Economic chief faces tough questions
HARTFORD — David A. Lehman, a former Goldman Sachs banker who presided over controversial financial instruments there as the nation’s economy was melting down in 2008, doesn’t want any salary in his new role as commissioner of the state Department of Economic and Community Development.
But the Greenwich millionaire paid a price on Tuesday as lawmakers dredged up his banking past, while interviewing him for the position he has held for about a week.
Senate President Pro Tempore Martin M. Looney and state Rep. Mike D’Agostino, D-Hamden, led tough questioning about the giant New York bank’s role in the Great Recession, when the firm sold risky investments, then bet against the housing industry.

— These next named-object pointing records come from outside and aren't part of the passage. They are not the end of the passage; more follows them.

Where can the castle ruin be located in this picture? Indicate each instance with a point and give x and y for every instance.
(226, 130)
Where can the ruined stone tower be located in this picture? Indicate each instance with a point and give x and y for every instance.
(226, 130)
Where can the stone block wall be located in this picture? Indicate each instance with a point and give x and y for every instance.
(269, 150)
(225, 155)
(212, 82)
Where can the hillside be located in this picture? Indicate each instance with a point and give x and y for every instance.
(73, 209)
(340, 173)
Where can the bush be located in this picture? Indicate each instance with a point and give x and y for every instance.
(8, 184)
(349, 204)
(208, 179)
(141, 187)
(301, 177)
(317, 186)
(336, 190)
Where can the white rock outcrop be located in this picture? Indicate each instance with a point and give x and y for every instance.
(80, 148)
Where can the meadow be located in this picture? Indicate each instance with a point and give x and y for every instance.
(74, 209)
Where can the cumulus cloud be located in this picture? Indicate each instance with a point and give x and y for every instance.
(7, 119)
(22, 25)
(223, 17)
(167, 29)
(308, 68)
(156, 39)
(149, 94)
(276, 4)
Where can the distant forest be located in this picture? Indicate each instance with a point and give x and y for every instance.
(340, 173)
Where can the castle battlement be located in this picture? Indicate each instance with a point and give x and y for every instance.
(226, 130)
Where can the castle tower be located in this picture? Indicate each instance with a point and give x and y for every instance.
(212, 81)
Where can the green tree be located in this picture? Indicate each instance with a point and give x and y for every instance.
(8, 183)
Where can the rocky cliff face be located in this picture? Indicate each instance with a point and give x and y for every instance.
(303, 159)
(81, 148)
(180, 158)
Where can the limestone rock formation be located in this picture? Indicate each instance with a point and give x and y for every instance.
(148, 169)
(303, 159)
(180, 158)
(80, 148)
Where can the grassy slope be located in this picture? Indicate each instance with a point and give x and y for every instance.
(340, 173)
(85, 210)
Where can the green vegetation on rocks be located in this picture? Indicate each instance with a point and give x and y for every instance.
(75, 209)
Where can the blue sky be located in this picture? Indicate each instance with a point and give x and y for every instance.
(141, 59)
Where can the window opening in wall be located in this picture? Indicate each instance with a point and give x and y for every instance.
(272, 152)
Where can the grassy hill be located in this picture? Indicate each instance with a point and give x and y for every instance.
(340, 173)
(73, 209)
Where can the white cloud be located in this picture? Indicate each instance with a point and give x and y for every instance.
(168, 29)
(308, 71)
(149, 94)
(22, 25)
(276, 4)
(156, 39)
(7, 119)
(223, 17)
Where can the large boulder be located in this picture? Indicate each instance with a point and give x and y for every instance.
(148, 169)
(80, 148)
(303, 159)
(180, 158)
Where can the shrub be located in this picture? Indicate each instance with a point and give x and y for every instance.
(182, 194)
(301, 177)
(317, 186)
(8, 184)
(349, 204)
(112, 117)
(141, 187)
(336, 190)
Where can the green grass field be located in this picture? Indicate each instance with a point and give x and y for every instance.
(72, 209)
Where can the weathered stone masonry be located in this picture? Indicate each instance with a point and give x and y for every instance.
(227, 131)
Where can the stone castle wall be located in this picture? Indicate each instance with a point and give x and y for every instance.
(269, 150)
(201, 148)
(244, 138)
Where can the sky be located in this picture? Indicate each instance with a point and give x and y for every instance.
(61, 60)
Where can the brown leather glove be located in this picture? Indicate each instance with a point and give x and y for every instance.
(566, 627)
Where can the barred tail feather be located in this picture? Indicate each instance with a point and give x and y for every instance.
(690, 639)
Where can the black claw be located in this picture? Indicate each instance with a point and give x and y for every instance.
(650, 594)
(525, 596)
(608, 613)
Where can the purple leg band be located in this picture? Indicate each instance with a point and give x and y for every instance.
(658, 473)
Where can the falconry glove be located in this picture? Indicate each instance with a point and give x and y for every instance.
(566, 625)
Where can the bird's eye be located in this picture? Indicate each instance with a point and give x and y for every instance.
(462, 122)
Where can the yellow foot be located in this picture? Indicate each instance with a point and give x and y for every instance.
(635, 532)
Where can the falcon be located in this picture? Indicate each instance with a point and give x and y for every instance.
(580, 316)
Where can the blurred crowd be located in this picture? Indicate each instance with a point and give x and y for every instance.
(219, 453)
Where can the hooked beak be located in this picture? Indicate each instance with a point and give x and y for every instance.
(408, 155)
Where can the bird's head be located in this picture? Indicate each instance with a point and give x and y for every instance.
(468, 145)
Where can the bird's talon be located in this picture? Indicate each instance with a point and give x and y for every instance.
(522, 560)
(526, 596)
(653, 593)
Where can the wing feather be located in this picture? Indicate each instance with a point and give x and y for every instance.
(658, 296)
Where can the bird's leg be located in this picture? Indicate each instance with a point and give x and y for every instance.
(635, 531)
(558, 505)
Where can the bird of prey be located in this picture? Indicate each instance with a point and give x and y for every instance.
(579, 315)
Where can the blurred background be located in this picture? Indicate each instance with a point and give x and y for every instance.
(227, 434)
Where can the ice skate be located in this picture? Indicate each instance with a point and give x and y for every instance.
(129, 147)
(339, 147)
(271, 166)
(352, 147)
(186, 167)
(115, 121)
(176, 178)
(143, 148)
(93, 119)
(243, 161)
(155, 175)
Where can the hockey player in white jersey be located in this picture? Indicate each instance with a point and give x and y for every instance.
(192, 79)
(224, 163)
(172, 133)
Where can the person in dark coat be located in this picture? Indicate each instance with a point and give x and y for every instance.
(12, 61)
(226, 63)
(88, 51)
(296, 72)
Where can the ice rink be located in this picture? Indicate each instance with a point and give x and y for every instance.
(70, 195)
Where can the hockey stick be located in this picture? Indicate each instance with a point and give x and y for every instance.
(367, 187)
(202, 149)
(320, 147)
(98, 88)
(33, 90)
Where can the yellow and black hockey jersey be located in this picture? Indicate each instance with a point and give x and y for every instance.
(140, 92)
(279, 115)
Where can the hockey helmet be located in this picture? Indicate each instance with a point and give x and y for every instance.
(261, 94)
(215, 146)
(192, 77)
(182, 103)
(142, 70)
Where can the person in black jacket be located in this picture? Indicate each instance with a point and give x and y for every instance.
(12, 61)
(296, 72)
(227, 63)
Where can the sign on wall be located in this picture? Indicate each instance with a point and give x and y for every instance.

“Goldman was profiting in a bet against the American economy,” D’Agostino said, hammering home points on risky, mortgage-backed investments that Goldman was selling at the time it was trying to decrease its exposure, when Lehman was co-chairman of the department.
“I’ve never had a crystal ball,” said Lehman, who said he called Gov. Ned Lamont after his election win, introduced himself and said he was interested in helping the state’s economic rebound. “I did not know at the time that those securities would be worthless. There should have been enhanced transparency and disclosure. I didn’t view what we were doing at the time was betting against the housing market. I am not here to defend Goldman.”
His future in the job, after a crucial committee vote, will depend on support vote in the state Senate next month.